In an informal discussion with one of the ambassadors during a dinner, I talked about the importance of planning ahead. I emphasized on the importance of looking ahead and planning for the future, and how people in developed nations reflect this as a theme in their daily lives.
However, talking about Yemen, I expressed my concern and worry that the future of Yemen is at stake. The ones in charge of this country are thinking in an outdated fashion. I told my ambassador friend that Yemen couldn’t expect a bright future unless the decision-makers in this country plan for the future.
Looking around me, I can see that Yemen is facing several crises.

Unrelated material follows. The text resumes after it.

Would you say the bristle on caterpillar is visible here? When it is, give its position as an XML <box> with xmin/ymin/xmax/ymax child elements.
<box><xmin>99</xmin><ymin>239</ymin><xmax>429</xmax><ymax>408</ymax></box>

One of the most challenging is the water crisis, another is the exploding population, a third is the inefficient judicial system, a fourth is the security problems and the the spread of arms. The list goes on and on endlessly.
All of these issues require planning well in advance. The efforts to limit the effects of these problems should have been started a long time back. But even though it seems too late today, there is still some hope.
The duties and responsibilities of the new ministers are extremely challenging. Not only do they need to solve the current problems, but they also need to think of solutions for the problems that are expected to crop up in a few years time.
The issue of planning has not been well attended by different governments which have ruled Yemen. Perhaps it is about time the new government and the leadership, with its new vision started giving this issue its due attention.
“Decision makers should understand that the country is not only for them or their children. It is for generations to come. The future of Yemen is at stake, and we need to act quickly,” I said.
Indeed, we are running out of time and out of options. It is now the time to act. It is now time to work for a bright future instead of just dreaming about it.